La prima pista battuta resta quella dell'estrema destra eversiva sull'asse Roma-Milano. Piste già esplorate in passato che ora tornano sotto la lente, alla ricerca di uno spiraglio per arrivare a una svolta sul duplice omicidio irrisolto dei due ragazzi ammazzati a colpi di pistola in un’Italia sotto choc per il rapimento del presidente della Dc Aldo Moro e la strage della sua scorta messa a segno dalle Brigate Rosse. Si esplorano contatti e nuovi collegamenti, anche attraverso l’analisi della mole di atti giudiziari sulla stagione delle stragi e degli attentati dell’estrema destra eversiva.

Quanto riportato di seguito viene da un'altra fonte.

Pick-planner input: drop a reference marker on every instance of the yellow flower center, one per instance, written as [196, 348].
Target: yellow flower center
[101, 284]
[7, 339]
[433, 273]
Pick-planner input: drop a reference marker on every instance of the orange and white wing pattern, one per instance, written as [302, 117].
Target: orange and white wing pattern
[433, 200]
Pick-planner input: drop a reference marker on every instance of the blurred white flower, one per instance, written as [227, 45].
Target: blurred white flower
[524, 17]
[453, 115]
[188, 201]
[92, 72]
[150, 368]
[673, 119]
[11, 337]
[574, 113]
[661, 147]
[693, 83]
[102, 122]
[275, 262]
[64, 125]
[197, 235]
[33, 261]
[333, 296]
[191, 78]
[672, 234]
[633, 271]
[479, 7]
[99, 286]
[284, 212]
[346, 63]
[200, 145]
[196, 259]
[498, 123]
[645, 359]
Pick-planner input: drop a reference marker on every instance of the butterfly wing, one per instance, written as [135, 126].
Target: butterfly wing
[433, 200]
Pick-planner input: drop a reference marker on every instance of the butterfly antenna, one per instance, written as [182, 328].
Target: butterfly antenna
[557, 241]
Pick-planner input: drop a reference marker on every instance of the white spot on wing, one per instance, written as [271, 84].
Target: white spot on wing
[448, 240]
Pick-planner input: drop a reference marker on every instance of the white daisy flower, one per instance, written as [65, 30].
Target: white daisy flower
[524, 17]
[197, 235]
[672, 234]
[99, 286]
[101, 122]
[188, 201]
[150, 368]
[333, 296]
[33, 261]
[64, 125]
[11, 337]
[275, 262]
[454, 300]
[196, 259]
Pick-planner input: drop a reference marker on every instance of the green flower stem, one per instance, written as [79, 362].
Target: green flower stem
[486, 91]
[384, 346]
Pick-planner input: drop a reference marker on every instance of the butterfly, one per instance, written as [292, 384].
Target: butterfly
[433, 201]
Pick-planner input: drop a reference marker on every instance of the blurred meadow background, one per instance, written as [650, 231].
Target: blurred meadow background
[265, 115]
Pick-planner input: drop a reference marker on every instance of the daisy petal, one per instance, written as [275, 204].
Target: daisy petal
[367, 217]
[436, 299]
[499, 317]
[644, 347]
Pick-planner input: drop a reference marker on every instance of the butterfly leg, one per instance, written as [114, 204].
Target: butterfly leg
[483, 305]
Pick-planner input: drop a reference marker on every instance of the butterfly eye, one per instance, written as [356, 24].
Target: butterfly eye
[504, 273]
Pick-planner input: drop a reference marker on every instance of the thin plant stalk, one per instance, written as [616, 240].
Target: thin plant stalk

La sorella di Iaio, Maria Iannucci, e la madre di Fausto, Danila Angeli, 87 anni, avevano nominato un legale, l'avvocato Nicola Brigida, per seguire il caso dopo che un anno fa la Procura di Milano, anche sulla base delle istanze provenienti dal Consiglio comunale e dal sindaco Giuseppe Sala, aveva aperto un fascicolo esplorativo a carico di ignoti, affidato dal procuratore Marcello Viola ai pm del Dipartimento antiterrorismo.
I primi approfondimenti per raccogliere possibili elementi utili per risolvere il cold case, finora, si sono scontrati con l’esito “negativo” delle ricerche negli uffici del Palazzo di giustizia dove vengono conservati i reperti. Non sono stati trovati gli otto proiettili calibro 7.65 che il 18 marzo 1978 furono esplosi da una Beretta 34, mentre ormai da tempo si sono perse le tracce del berretto di lana blu rinvenuto nel 1978 sul luogo del delitto, che probabilmente è andato distrutto.
L’ultima inchiesta milanese era stata archiviata dall’allora gip Clementina Forleo nel dicembre del 2000. La decisione di uccidere i leoncavallini Fausto e Iaio in via Mancinelli, aveva spiegato la giudice accogliendo la richiesta di archiviazione del pm Stefano Dambruoso, maturò nella “destra eversiva”. Sono emersi “significativi elementi a carico degli indagati” dell’epoca, Massimo Carminati, Claudio Bracci e Mario Corsi, che restavano però indizi senza diventare prove. Nel provvedimento la giudice aveva ripercorso i quasi 23 anni all’epoca di inchieste sull’uccisione in via Mancinelli e appariva perplessa per stranezze, come la scomparsa di quel berretto blu insanguinato trovato sul luogo del delitto e mai sottoposto ad accertamenti.
L’ex magistrato Guido Salvini, che si occupò dell’omicidio come giudice istruttore negli anni ’90, dopo l’apertura del fascicolo conoscitivo aveva proposto una perizia comparativa fra i proiettili del delitto milanese e quelli esplosi negli agguati simili avvenuti in quel periodo a Roma, che hanno colpito altri giovani militanti di sinistra. Tracce che portano nella capitale, alle azioni dei Nuclei Armati Rivoluzionari, gruppo eversivo neofascista.